Clinical Question: Can early initiation of an intensive regimen with simvastatin improve clinical outcomes after an acute coronary syndrome event?
Setting: Inpatient (any location) with outpatient follow-up
Study Design: Randomized controlled trial (double-blinded)
Synopsis: Investigators randomized 4,497 patients with acute coronary syndrome in a double-blind fashion (concealed allocation assignment) to receive 40 mg of simvastatin per day for one month followed by 80 mg per day thereafter, or placebo for four months followed by 20 mg per day of simvastatin. Eligible subjects were 21 to 80 years of age with non–ST-elevation acute coronary syndrome or ST-elevation myocardial infarction with a total cholesterol level of 250 mg per dL or lower. Patients who were receiving statin therapy at the time of randomization and those for whom coronary artery bypass graft surgery or percutaneous coronary intervention was planned within two weeks were excluded. Outcomes were assessed by persons blinded to treatment group assignment.

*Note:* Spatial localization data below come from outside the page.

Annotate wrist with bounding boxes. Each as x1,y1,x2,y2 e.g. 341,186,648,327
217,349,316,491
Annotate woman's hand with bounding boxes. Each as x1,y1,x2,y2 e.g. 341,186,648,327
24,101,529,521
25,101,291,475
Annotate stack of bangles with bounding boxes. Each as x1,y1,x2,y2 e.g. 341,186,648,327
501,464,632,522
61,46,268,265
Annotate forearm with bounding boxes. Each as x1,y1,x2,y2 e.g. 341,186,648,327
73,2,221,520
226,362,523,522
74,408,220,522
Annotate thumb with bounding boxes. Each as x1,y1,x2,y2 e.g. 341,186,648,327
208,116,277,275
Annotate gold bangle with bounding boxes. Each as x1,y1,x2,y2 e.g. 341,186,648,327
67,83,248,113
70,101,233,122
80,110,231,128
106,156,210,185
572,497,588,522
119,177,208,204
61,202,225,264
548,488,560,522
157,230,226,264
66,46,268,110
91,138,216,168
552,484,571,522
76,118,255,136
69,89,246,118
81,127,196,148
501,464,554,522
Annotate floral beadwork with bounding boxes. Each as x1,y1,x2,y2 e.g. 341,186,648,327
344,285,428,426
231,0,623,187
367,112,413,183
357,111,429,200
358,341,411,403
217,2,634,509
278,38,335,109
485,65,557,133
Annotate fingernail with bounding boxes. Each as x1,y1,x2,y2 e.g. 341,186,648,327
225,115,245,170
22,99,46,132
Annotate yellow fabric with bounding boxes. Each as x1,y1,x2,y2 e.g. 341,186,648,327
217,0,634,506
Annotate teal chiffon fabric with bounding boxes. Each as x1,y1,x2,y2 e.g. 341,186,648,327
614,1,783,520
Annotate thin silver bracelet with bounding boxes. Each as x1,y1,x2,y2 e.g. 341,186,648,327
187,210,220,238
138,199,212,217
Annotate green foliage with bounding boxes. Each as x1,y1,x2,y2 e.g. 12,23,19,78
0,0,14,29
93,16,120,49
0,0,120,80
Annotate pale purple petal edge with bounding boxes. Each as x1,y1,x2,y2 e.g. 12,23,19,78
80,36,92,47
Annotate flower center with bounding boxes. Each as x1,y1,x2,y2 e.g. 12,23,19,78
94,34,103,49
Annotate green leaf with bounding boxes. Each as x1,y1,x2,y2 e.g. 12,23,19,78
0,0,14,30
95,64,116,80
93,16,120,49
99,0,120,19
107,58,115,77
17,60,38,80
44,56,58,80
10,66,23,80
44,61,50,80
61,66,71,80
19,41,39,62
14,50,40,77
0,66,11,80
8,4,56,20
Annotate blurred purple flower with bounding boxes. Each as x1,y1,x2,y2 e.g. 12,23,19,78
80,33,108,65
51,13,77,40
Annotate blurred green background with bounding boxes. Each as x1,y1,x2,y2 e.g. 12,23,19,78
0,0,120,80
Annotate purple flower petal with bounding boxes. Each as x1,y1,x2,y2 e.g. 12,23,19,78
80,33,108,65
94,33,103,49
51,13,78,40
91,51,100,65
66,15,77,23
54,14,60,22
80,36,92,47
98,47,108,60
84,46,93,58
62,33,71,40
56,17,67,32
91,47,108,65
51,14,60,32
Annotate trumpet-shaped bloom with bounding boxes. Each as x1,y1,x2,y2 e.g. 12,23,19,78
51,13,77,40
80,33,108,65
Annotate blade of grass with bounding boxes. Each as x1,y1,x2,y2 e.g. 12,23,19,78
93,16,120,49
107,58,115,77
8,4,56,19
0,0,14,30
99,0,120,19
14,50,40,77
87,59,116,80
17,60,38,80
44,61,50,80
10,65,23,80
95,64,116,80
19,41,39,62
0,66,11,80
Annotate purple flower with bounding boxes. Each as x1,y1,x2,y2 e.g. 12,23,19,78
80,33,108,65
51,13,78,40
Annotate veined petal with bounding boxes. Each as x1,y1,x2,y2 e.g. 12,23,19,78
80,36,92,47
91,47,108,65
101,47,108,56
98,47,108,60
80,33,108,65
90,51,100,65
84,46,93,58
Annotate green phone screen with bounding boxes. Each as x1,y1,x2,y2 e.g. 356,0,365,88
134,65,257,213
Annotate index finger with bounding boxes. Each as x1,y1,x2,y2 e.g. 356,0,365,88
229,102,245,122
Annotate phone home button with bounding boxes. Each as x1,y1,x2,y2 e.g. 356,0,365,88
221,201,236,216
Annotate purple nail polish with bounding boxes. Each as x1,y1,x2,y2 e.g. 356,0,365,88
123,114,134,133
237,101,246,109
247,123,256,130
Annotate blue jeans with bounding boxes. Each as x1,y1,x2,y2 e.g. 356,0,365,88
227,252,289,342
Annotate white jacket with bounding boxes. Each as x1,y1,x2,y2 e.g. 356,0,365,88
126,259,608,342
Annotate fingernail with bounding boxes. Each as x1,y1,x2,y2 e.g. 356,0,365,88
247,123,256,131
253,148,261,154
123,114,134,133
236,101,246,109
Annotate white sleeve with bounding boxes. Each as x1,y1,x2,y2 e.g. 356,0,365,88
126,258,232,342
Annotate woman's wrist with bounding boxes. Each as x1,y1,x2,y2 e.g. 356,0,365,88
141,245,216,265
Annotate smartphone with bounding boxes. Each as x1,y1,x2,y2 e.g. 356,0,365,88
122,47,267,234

Follow-up was complete for 99 percent of the subjects for up to two years. Using intention-to-treat analysis, no significant difference was seen between the treatment groups for the composite end point of cardiovascular death, recurrent acute coronary syndrome, and stroke during the first four months. However, from four months through the end of the study the composite end point was significantly reduced: 9.3 percent in the placebo plus simvastatin group compared with 6.8 percent in the high-dose simvastatin-only group (hazard ratio = 0.75; 95 percent confidence interval, 0.60 to 0.95; number needed to treat = 40). Because this outcome was a posthoc analysis (i.e., after investigators completed the study and found no difference in their primary outcomes, they reanalyzed looking for other outcomes for statistical significance), further studies are needed to verify the results. The groups did not differ significantly in all-cause mortality at any time during the two-year follow-up period. Significant myopathy occurred in nine patients (0.4 percent) receiving simvastatin in a dosage of 80 mg per day.
Bottom Line: Early initiation of an intensive regimen using simvastatin may reduce the risk of a secondary adverse cardiovascular outcome following an acute coronary syndrome event. The benefit began only after four months of treatment, and there was no overall reduction in all-cause mortality. (Level of Evidence: 1b)
de Lemos JA, et al. Early intensive vs a delayed conservative simvastatin strategy in patients with acute coronary syndromes: phase Z of the A to Z trial. JAMA. September 15, 2004;292:1307–16.